Macleod of Dare eBook

William Black
This eBook from the Gutenberg Project consists of approximately 619 pages of information about Macleod of Dare.

“Well, I would like to go, Janet,” he said, but with no gladness in his voice; “and it is not more than a week or two I should like to be away; but I do not think the mother would like it; and it is enough money I have spent this year already—­”

“There is no concern about the money, Keith,” said she, simply, “since you have not touched what I gave you.  And if you are set upon it, you know auntie will agree to whatever you wish.”

“But how can I explain to her?  It is unreasonable to be going away.”

How, indeed, could he explain?  He was almost assuming that those gentle eyes now fixed on him could read his heart, and that she would come to aid him in his suffering without any further speech from him.  And that was precisely what Janet Macleod did—­whether or not she had guessed the cause of his desire to get away.

“If you were a schoolboy, Keith, you would be cleverer at making an excuse for playing truant,” she said, laughing.  “And I could make one for you now.”


“I will not call it an excuse, Keith,” she said, “because I think you would be doing a good work; and I will bear the expense of it, if you please.”

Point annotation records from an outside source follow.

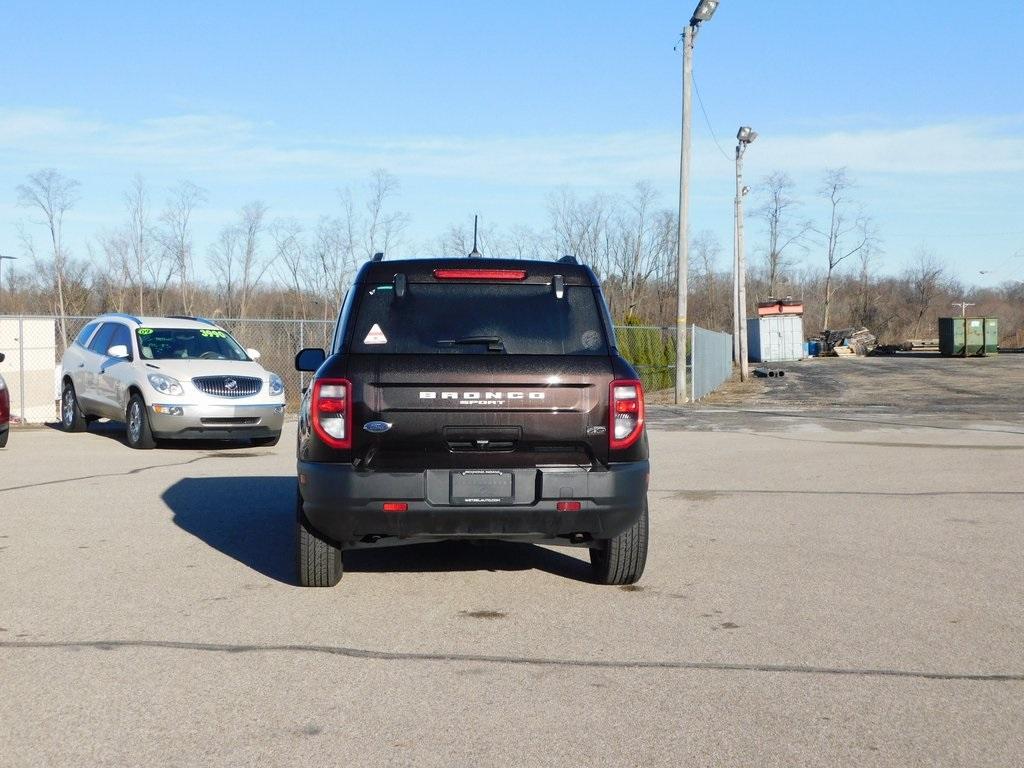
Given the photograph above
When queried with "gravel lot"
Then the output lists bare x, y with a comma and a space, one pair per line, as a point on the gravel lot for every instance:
914, 382
826, 587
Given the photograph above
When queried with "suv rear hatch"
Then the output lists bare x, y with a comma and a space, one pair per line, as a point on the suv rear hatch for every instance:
478, 372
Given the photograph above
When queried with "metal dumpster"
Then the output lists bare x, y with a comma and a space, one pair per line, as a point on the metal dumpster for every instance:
963, 337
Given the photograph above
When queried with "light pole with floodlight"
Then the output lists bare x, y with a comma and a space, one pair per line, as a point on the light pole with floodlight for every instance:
744, 137
705, 10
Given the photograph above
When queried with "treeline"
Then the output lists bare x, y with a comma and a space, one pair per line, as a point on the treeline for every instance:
264, 266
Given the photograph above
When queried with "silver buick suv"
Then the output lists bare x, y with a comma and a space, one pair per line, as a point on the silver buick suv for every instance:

He looked more puzzled than ever.

“When we were at Salen yesterday I saw Major Stuart, and he has just came back from Dunrobin.  And he was saying very great things about the machine for the drying of crops in wet weather, and he said he would like to go to England to see the newer ones and all the later improvements, if these was a chance of any one about here going shares with them.  And it would not be very much.  Keith, if you were to share with him; and the machine it can be moved about very well; and in the bad weather you could give the cotters some help, to say nothing about our own hay and corn.  And that is what Major Stuart was saying yesterday, that if there was any place that you wanted a drying-machine for the crops it was in Mull.”

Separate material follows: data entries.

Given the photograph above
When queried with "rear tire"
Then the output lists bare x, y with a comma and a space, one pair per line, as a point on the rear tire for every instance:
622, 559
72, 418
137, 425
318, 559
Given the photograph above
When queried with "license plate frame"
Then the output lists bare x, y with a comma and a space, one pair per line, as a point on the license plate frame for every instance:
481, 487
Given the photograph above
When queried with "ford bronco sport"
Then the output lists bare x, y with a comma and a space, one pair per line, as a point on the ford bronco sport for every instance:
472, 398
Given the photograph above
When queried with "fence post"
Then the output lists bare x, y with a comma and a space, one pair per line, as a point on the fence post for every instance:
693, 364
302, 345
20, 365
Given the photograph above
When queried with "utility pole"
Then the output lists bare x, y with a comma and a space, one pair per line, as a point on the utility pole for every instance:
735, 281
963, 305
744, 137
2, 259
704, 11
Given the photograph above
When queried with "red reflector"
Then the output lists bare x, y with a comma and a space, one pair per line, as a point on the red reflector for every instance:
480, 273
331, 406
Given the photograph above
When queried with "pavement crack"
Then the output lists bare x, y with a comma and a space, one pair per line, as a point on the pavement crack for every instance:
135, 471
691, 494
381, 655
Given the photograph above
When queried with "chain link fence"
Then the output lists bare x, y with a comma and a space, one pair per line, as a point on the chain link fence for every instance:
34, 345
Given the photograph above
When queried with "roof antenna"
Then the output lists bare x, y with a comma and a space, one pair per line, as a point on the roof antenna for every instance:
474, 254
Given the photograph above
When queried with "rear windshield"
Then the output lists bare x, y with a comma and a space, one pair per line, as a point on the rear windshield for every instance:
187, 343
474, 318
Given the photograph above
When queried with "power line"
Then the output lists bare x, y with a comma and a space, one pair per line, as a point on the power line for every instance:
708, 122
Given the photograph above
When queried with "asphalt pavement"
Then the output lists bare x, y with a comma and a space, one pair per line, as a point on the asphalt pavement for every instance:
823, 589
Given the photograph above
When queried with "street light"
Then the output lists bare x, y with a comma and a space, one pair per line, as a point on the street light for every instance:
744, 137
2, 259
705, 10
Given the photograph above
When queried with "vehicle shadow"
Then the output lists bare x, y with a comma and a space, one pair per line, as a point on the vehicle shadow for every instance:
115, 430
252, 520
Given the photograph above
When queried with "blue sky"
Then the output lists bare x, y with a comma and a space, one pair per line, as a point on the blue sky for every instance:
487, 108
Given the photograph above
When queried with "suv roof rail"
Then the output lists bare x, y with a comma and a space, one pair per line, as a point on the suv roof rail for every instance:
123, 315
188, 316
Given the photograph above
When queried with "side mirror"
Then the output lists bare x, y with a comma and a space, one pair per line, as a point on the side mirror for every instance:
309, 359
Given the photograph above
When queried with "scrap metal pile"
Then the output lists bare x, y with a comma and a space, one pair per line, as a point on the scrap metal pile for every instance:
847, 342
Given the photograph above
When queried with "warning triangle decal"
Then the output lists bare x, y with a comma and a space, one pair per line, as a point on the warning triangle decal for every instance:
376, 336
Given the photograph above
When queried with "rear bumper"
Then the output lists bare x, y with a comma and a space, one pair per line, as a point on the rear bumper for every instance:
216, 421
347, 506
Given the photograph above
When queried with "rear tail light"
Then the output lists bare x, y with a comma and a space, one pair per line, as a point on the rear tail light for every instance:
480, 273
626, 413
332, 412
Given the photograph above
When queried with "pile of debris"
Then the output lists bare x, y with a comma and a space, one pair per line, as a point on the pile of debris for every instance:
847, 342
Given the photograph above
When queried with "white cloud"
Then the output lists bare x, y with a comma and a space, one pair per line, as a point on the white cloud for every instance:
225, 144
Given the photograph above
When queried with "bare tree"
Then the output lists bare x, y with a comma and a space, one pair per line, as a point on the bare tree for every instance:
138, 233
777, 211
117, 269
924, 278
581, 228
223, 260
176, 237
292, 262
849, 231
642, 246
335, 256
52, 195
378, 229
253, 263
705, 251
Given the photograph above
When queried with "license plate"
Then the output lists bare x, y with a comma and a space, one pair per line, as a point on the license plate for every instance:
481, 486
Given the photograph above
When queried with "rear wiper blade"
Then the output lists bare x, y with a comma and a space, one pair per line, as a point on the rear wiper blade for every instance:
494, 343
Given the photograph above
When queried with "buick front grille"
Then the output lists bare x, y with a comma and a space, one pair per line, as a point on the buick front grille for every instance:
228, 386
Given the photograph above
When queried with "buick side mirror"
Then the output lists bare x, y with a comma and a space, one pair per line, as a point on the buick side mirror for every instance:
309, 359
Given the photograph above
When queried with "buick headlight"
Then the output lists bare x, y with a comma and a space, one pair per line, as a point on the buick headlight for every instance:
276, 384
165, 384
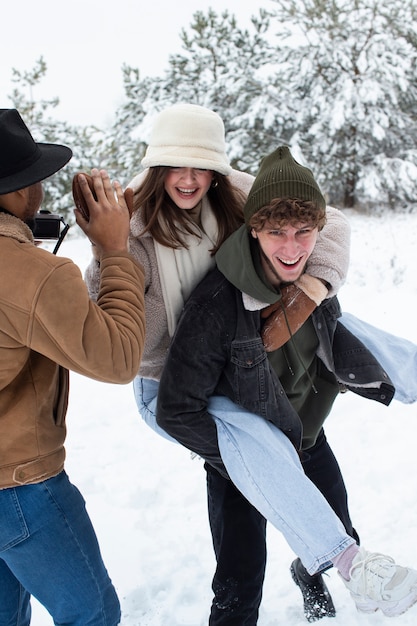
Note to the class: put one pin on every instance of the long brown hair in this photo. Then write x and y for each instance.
(170, 225)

“I have been thinking of it myself,” he said, absently, “but our farm is too small to make it pay—­”

“But if Major Stuart will take half the expense?  And even if you lost a little, Keith, you would save a great deal to the poorer people who are continually losing their little patches of crops.  And will you go and be my agent, Keith, to go and see whether it is practicable?”

“They will not thank you, Janet, for letting them have this help for nothing.”

“They shall not have it for nothing,” said she—­for she had plenty of experience in dealing with the poorer folk around—­“they must pay for the fuel that is used.  And now, Keith, if it is a holiday you want, will not that be a very good holiday, and one to be used for a very good purpose, too?”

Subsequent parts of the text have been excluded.